In other words, the table report is programmable.
❗️❗️❗️ You can control whether to actually add a new column to the underlying table with the
keep_new_col
argument.
# Context
# --------------------------------------------------------------------------------
# model: Instance of `torchmeter.Meter` which acts like a decorator of your model
import polars as pl
from polars.series.series import ArrayLike
def newcol_logic(df: pl.DataFrame) -> ArrayLike:
"""Requirements for the function to generate a new column:
1. must have only one argument(name irrelevant) to receive a `polars.DataFrame` object,
which is the underlying datasheet of the report for corresponding statistic. For safty reason,
the pass-in value is a copy of the original dataframe.
2. must return a 1D array-like data such as polars.Series, lists, tuples, ndarrays, etc.
3. the length of the return value must match the row number of the pass-in dataframe.
For instance , should be equal to `len(df.rows())` in this example.
Tips: For each data in the table, you can obtain its raw data(see I.1 below) through the `val` attribute.
- For `param`, `cal`, and `mem` data, this will return their values in the statistical unit.
(see `Customization` tab → `Units in Raw Data Mode`)
- For `ittp` data, it will return a tuple in the format of (benchmark median, benchmark interquartile range).
"""
col = df['Total']
return col.map_elements(
lambda x: f"{100 * x / model.mem.TotalCost:.4f} %",
return_dtype=str
)
print(f"origin column set of mem report is: {model.table_cols('mem')}")
# Add a new column at the left most position to
# show the percentage of memory each operation uses in the model's total memory.
tb, data = model.profile(
'mem',
no_tree = True,
newcol_name='Percentage',
newcol_func=newcol_logic, # Should be a function to generate a 1D array-like data
newcol_type=str, # Data type of the new column
# Position index of new column. Negative indexing is allowed.
# If negative index exceeds limit, it's at far left.
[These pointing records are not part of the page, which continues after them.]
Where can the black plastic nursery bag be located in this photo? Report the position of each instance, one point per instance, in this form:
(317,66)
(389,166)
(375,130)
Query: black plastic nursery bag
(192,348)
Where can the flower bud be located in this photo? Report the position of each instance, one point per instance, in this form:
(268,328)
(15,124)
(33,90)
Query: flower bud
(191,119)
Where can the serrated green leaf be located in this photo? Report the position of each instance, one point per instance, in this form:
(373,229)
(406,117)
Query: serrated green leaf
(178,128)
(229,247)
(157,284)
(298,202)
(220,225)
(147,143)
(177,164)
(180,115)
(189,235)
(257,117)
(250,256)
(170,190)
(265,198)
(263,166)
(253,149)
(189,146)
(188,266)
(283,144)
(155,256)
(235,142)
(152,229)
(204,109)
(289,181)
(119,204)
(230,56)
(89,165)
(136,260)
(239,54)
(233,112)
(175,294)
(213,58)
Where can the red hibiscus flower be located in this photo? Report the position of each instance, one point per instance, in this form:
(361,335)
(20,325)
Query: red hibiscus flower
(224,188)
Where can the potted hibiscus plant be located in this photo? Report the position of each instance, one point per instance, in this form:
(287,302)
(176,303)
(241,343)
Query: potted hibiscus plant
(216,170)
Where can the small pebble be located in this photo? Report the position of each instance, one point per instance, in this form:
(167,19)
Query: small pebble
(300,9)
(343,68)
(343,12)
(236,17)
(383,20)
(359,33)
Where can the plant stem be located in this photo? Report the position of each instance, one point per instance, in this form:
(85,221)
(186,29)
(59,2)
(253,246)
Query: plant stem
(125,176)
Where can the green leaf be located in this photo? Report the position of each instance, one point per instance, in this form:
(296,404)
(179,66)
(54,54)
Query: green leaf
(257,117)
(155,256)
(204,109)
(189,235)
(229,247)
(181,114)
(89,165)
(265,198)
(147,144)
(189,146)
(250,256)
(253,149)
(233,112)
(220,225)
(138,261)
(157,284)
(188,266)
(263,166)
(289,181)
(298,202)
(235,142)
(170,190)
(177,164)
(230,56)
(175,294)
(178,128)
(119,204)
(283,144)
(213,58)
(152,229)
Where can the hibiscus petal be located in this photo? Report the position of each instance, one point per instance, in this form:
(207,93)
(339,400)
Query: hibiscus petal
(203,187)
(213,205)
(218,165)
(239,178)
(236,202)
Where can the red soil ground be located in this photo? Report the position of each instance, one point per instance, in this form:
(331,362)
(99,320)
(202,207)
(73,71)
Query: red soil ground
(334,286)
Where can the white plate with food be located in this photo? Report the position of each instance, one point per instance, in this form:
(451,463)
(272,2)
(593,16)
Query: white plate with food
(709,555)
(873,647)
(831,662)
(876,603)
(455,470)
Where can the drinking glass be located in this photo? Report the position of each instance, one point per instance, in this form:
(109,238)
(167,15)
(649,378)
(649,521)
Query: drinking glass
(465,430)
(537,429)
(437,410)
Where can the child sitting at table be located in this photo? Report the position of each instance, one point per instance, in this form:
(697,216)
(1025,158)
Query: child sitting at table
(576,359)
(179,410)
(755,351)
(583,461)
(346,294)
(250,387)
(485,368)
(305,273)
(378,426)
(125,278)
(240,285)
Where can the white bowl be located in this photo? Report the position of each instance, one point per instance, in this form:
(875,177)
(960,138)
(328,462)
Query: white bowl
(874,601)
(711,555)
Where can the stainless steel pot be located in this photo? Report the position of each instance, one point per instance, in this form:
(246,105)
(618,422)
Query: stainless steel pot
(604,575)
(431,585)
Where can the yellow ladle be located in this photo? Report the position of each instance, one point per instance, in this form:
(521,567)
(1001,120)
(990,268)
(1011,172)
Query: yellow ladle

If positive index exceeds limit, it's at far right.
newcol_idx=0,
keep_new_col=True # Whether to keep the new column from now on
)
# if keep_new_col = False
# this command will output a same set of column names as before
print(f"after customization, column set of mem report is: {model.table_cols('mem')}")
origin column set of mem report is: ('ID', 'Operation_Name', 'Operation_Type', 'Param Cost', 'Buffer_Cost', 'Output_Cost', 'Total')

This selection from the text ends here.